Re: Downsample before encoding or just use lowpass?
Reply #9 – 2020-08-16 22:56:05
I then tried to listen for the artifacts you mention on transitions and really couldn't hear anything at all. I don't want to sound obtuse (and generally use something else for 'serious' batch conversion) but I do use fb2k fairly often for quick and dirty conversion and wanted to try to get to the bottom of this. Could the issue you mention have been fixed within SoX since the discussion in that old thread took place? I didn't read the source code to say for sure (and I couldn't even if I tried, it's not open), but from what I've noticed some time ago, and read on the Web, if you reset the DSP state between tracks, it can't completely avoid this problem because it sees each track in isolation. I don't know if it actually implements it, but in theory it can try to be smarter-than-usual and instead of assuming that the undefined samples are zero, extrapolate the data before the track and after, and then these errors on track boundaries can be hard or impossible to notice in most places. IIRC I tested this long time ago and could hear clicks but to be 100% certain I'd have to try again because foobar2000 and resampler DSP plugins could have had a lot of improvement since then.
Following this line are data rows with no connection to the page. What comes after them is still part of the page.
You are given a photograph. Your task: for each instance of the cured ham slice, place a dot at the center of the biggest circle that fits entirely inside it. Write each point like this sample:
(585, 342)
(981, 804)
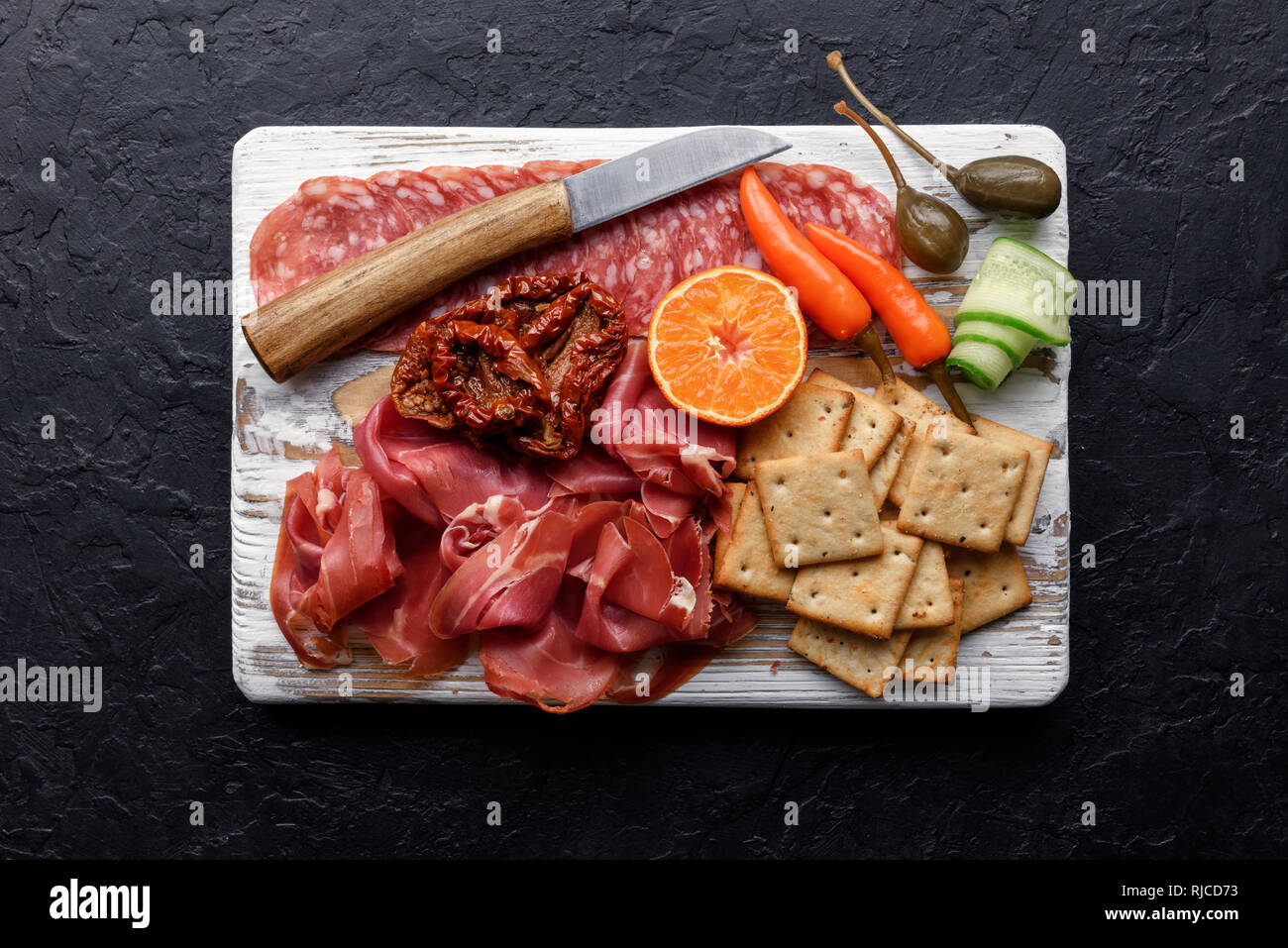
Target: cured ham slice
(437, 474)
(683, 462)
(509, 582)
(552, 668)
(334, 554)
(397, 621)
(581, 579)
(636, 257)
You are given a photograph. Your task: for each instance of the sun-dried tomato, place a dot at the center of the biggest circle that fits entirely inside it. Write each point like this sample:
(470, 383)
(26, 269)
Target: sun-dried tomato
(526, 361)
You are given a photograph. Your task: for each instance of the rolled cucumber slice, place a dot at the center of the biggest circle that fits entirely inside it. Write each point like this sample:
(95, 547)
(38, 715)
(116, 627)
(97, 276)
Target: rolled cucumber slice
(984, 364)
(1014, 343)
(1021, 287)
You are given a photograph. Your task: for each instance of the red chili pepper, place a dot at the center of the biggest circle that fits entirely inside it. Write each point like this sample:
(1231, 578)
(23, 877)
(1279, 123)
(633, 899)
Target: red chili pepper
(914, 327)
(824, 294)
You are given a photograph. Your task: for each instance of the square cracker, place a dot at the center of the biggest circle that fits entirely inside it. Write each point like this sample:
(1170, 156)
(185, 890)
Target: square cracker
(862, 595)
(918, 412)
(722, 540)
(964, 491)
(1039, 454)
(931, 653)
(818, 509)
(747, 567)
(867, 664)
(872, 424)
(996, 583)
(812, 421)
(928, 600)
(888, 467)
(915, 407)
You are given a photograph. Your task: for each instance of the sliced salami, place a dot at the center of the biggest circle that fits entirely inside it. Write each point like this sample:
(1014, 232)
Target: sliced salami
(419, 194)
(323, 224)
(638, 257)
(832, 196)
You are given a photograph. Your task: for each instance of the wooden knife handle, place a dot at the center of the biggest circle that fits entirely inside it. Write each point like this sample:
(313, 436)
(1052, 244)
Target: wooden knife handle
(316, 320)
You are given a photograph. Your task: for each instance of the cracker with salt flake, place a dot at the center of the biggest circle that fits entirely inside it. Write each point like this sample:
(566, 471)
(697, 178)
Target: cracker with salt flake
(931, 653)
(872, 424)
(996, 583)
(922, 419)
(964, 491)
(737, 491)
(818, 509)
(811, 421)
(858, 660)
(862, 595)
(887, 469)
(747, 566)
(915, 407)
(1039, 454)
(928, 600)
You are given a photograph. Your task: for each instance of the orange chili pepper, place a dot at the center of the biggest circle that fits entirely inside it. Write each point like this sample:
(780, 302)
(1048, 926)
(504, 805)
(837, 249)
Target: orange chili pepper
(914, 327)
(825, 295)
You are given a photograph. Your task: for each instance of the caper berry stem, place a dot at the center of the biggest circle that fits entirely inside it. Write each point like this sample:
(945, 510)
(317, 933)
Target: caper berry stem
(841, 108)
(836, 64)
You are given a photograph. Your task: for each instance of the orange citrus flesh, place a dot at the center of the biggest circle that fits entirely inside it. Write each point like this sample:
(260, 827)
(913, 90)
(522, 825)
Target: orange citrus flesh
(728, 346)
However, if you don't reset DSP state between tracks, then this issue simply cannot happen, it's safer in this regard. (But then it may cause different issues if you convert a lot of albums at once, because it concatenates them all; also may be a performance penalty, because everything is done sequentially so unless the encoder is multi-threaded, it'll use only 1 thread for encoding, because it sees just 1 huge track.)Again there was no difference in track times down to 1/1000th of a second Individual track time changes won't be significant, and even the full album length. But the issue is that each time you go to next track, the relative delay of all subsequent samples will change because 0th sample of the next track is going to correspond to 0th sample in the output; and if there was no change of track here, it's almost never going to be an integer number. So it's a sudden sharp jitter, limited in length to 1/2 samples.